A fossil crab from the Miocene Epoch (about 15 million years old), preserved in a sandstone bed cropping out on a beach near Comodora Rivadavia, Argentina. This crab and others like it in the sandstone were all preserved the same way: nearly entire, implying they were buried quickly, and parallel to the original sandy surface on which they settled. Could these have died after dehydration near the surf, and then been buried? How long ago did some crabs evolve to become semi-terrestrial? I don’t know, but now we have a hypothesis that can be applied to fossils like these and tested. (Coin is about 2.5 cm (1 in) wide; Photograph by Anthony Martin.)

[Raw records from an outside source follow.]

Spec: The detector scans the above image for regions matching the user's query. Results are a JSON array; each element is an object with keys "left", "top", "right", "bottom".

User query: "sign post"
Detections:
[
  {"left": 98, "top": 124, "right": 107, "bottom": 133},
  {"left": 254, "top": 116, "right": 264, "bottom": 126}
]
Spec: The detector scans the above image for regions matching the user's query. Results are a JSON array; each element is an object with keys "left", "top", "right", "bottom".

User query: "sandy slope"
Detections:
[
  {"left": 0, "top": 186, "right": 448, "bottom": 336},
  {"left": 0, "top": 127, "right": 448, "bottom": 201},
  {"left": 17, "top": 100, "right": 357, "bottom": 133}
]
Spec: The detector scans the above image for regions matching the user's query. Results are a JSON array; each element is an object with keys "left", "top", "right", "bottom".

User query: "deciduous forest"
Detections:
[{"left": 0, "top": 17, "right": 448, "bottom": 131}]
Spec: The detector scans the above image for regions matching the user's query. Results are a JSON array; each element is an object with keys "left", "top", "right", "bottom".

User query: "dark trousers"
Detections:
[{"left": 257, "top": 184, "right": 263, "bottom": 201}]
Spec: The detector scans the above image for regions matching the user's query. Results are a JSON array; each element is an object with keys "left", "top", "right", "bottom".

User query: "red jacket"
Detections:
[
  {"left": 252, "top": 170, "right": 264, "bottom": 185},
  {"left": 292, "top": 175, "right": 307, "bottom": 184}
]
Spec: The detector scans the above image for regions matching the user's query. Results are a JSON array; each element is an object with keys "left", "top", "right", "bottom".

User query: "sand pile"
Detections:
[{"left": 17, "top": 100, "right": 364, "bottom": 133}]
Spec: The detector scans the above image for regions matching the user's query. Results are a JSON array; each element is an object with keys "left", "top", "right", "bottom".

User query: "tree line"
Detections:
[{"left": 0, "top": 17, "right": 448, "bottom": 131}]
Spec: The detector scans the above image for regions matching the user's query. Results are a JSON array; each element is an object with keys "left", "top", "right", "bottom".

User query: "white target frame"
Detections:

Since then, I have seen these resting traces on the beaches of every Georgia barrier island, in the Bahamas, and other places where ghost crabs dwell. Although trace fossils echoing this behavior in ghost crabs or their ancestors have not yet been found, I predict that with the right images now in mind, geologists and paleontologists will recognize them some day.
So with this ichnological lesson from ghost-crab traces, I hope they have become just a bit less “ghostly” and much more alive in your imaginations.
Duncan, G.A. 1986. Burrows of Ocypode quadrata (Fabricus) as related to slopes of substrate surfaces. Journal of Paleontology, 60: 384-389.
Martin, A.J. 2006. Resting traces of Ocypode quadrata associated with hydration and respiration: Sapelo Island, Georgia, USA. Ichnos, 13: 57-67.
Wolcott, T. G. 1978. Ecological role of ghost crabs, Ocypode quadrata (Fabricius) on an ocean beach: Scavengers or predators? Journal of Experimental Marine Biology and Ecology, 31: 67-82.
Wolcott, T. G. 1984. Uptake of interstitial water from soil: mechanisms and ecological significance in the ghost crab Ocypode quadrata and two gecarcinid land crabs. Physiological Zoology, 57: 161-184.